A monster blockbuster (the third highest grossing film of all time) and a micro-budget home movie: these two pictures are perfect examples of the current wildly divergent business models in modern Hollywood.
“Studios would rather spend $200 million on one film than $40million on five films,” says Whedon. “Or they’ll make a found footage horror film for peanuts. There is nothing in between.”
Aided by technology that means movie making is cheaper and easier than ever, the “home movie” model enabled Whedon to pull off Much Ado without any financial backing.
“We made Much Ado with our own money and our own studio, that my wife and I created for exactly this reason,” he says.
“We didn’t even know if we’d get a theatrical release for the film. But not having the burden of making back somebody’s coin, and just doing it because we loved it, was wonderfully liberating.”
But for independent producers trying to make great dramas and the kind of award-worthy projects that were the staple of studios in years past, “their lives are much rougher now”, admits Whedon.
Television has stolen their thunder. “TV provides a great venue for classy drama and so the studios have decided they don’t want to go there. Nobody’s chasing an Oscar. Nobody’s going to make Lawrence of Arabia.”
David Lean’s magnificent epic is far too nuanced and subtle for today’s world, he says. “I love Braveheart, I saw it twice in one day,” he says of Mel Gibson’s Oscar-winner about Scottish rebel William Wallace.
“But you stack that up against Lawrence and there’s no comparison. There’s no complexity in Braveheart. That’s partly why it hits so emotionally. It’s like Star Wars.”
So how would Shakespeare be earning a crust today? Whedon, 48, shoots down the popular theory that he’d be coining it in writing Hollywood screenplays.
“He’s too smart for that. I think he’d be writing for television, for HBO. TV is where the best writers are now and understandably.”
Introduced to Shakespeare as a child by his history teacher mother and TV writer father (the couple split when he was eight), Whedon’s love of the Bard began early.
I wonder how the playwright has influenced him as a dramatist. “He’s all-out all the time,” he says. “The most intense of everything. This is the worst possible version of this guy, the most pain you can be in, the lowest gag, the most beautiful image. He wants it all and very often in the same play and sometimes the same scene. He’s not afraid to change it up.”
After Whedon’s parents split, his mother came to England on sabbatical and the future creator of some of US pop culture’s most iconic characters found himself studying at a British public school, Winchester College (above).
“It was nuts. I wouldn’t wish it on a dog,” he remembers. “But I wouldn’t trade it for the world. I was not a very good student. I had many problems that they have acronyms for now that they didn’t then. So that was a struggle. Also I was a disaffected, alienated teen who just wanted to make movies.
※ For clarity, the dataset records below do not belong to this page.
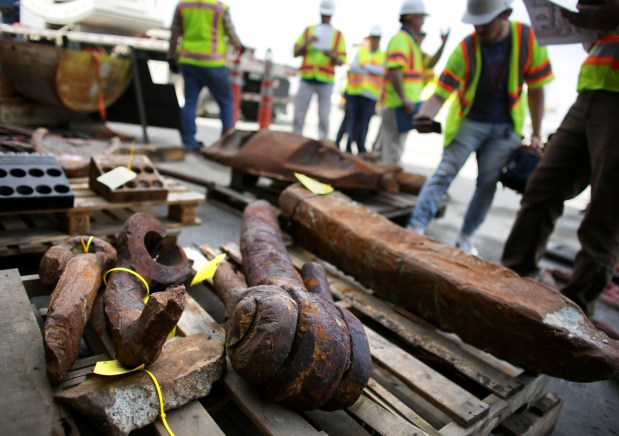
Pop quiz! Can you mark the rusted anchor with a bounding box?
[39,236,116,385]
[103,212,193,368]
[214,201,371,410]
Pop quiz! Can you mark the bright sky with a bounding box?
[160,0,586,134]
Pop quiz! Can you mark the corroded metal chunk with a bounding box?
[200,129,426,195]
[214,201,371,410]
[55,333,226,435]
[280,185,619,382]
[39,236,116,385]
[104,213,193,367]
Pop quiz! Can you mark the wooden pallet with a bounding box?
[0,238,562,436]
[0,178,205,256]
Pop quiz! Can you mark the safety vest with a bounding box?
[578,34,619,92]
[178,0,228,68]
[436,22,554,147]
[346,47,385,100]
[382,30,423,108]
[295,26,346,83]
“But even while I was utterly miserable I knew what a wonderful school it was. I would be like,‘I am miserable in the most beautiful place’,” he says.
His appreciation of Shakespeare deepened there too.
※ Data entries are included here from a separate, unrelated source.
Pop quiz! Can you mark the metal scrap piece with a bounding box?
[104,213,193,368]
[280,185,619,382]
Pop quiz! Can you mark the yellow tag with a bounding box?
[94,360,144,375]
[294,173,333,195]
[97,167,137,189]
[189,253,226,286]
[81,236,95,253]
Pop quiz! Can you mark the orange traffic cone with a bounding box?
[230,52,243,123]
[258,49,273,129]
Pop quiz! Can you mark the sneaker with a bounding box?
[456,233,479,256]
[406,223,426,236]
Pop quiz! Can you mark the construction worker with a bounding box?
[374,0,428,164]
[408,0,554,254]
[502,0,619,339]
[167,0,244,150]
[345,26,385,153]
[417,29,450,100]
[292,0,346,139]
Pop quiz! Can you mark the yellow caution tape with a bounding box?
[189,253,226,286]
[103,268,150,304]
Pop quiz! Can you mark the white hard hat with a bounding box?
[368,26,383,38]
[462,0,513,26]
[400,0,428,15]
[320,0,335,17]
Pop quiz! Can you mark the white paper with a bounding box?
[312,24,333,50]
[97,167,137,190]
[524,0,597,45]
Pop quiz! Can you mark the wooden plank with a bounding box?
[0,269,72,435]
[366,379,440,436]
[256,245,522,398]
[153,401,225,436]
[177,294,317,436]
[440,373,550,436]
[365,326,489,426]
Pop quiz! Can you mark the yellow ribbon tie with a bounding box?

“I had great teachers, including my English A-level teachers who really gave me Shakespeare as nobody ever had.”
Whedon found his voice and made his name in TV with his cult classic, genre-bending shows like Buffy The Vampire Slayer and the space western Firefly but it was the movies that have given him his biggest hits.
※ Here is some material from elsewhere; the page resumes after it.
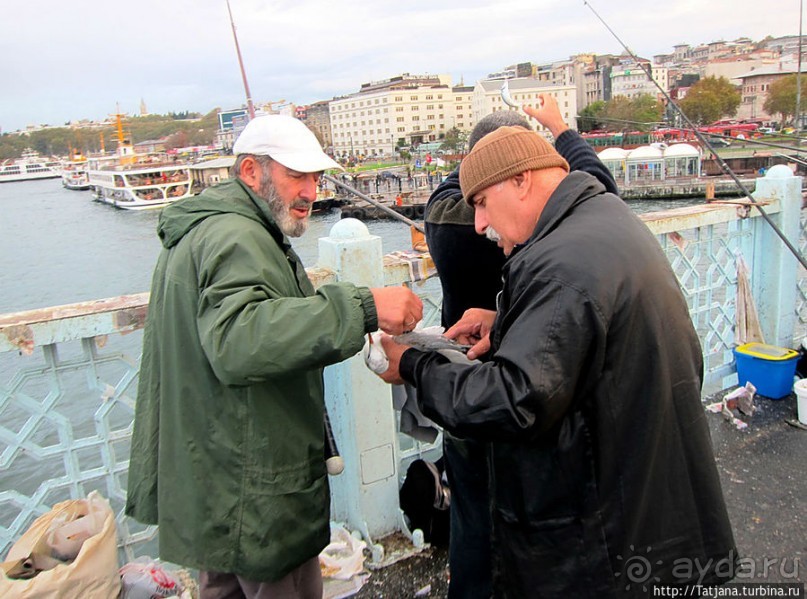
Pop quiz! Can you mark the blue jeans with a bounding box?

He co-wrote Pixar’s Toy Story and following the success of Avengers Assemble, he is advising on all Marvel Comics’ upcoming projects including Captain America 2: The Winter Soldier.
“I had an incredible time writing the characters in Avengers but a lot of it was introductions. Now I get to dig deeper,” he says of the upcoming sequel.
It’s set to shoot in the UK next February. Whedon should feel right at home, especially if Benny Hill is on the telly.
“You can see the influence of Benny Hill in Much Ado,” he deadpans. “Except that our jokes aren’t as subtle.”